Here’s how the Democratic-backed relief package changes the child tax credit this year:

How much will you get?

The boost to the child tax credit will give eligible parents a total of $3,600 for each child under 6 and $3,000 for each child under age 18 for 2021.

Until now, the credit was up to only $2,000 per child under age 17. Some 90% of families with children are projected to receive an average credit of $2,380 in 2020, according to the Tax Policy Center.

Who is eligible?

The enhanced portion of the credit begins to phase out for single filers with annual incomes of more than $75,000, heads of households earning more than $112,500 and joint filers making more than $150,000.

The existing $2,000 credit phases out for single filers and heads of households earning more $200,000 a year and married couples with incomes of more than $400,000.

What if your income is low?

A key feature of the stimulus package is that it makes the child tax credit fully refundable so more low-income families can benefit.

Until now, if the credit exceeded the taxes owed, parents could only receive up to $1,400 as a refund. These households also must have earned income of at least $2,500.

Some 23 million children live in low-income families who have received a partial credit or no credit, according to the Center on Poverty and Social Policy at Columbia University.

Parents with no earnings or with incomes below the threshold required to file should submit tax returns this year in order to receive the new payments as soon as they begin to be distributed.

When will you get the credit?

The answer depends on how quickly the Internal Revenue Service can implement the new provisions of the bill, which Biden signed in early March. The enhanced child tax credit is only one of several relief measures that the thinly staffed agency has to put in place this year.

Families could receive half their total credit on a periodic basis — up to $300 per child up to age 6 and $250 per child ages 6 to 17 — starting as early as July and running through the rest of the year, according to the legislation. They could then claim the remaining half on their 2021 tax returns.

But the provision gives the agency some leeway — the Treasury secretary could direct the payments to be issued as frequently as possible if a monthly timetable isn’t feasible.

Typically, families receive the credit once a year at tax time.

Those who want to get periodic payments this year need to file returns for 2020, as well as for 2021.

Who will benefit?

The expanded credit will lift 4.1 million children above the poverty line, slashing the number of kids in poverty by more than 40%, according to the left-leaning Center on Budget and Policy Priorities.

Also, it will push 1.1 million children out of “deep poverty,” which is below half the poverty line.

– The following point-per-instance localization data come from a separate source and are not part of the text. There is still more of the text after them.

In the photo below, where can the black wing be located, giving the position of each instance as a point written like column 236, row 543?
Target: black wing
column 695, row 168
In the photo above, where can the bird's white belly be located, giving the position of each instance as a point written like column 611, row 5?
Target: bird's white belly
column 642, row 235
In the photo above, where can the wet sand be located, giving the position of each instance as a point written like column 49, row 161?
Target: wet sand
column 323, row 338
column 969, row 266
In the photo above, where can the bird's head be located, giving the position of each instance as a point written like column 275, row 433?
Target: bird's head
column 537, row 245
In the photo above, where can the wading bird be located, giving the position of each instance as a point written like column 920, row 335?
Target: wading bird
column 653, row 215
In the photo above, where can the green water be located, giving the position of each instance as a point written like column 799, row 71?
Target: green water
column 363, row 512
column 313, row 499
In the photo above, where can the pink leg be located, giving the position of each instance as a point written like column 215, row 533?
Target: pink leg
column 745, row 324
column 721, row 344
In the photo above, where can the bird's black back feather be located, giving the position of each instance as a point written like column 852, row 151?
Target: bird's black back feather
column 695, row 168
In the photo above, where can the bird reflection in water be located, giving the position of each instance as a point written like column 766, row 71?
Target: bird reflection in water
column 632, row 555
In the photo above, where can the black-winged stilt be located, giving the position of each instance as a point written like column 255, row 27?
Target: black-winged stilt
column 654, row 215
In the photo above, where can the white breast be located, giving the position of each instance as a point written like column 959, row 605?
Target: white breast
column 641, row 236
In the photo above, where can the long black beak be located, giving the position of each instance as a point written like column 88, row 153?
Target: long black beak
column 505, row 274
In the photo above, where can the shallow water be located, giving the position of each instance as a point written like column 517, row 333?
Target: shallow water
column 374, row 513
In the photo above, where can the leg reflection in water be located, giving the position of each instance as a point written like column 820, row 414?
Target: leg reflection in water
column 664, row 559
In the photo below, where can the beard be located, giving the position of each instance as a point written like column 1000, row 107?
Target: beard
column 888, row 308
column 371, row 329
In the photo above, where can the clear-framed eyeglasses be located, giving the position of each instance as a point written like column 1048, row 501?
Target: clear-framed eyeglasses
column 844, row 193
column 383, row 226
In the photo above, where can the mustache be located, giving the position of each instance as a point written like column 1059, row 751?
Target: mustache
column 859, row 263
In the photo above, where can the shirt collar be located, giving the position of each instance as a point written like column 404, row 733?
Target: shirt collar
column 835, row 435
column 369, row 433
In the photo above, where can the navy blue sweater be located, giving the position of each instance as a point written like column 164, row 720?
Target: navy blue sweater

The new provisions will benefit children of color, in particular. Half of all Black and Latino children in the US were not able to receive the full credit until now, according to the center.

All told, the stimulus package would reduce child poverty by more than half — a statistic Biden frequently cites. The plan also provides $1,400 stimulus payments and temporarily enhances unemployment and food stamp benefits, among other measures.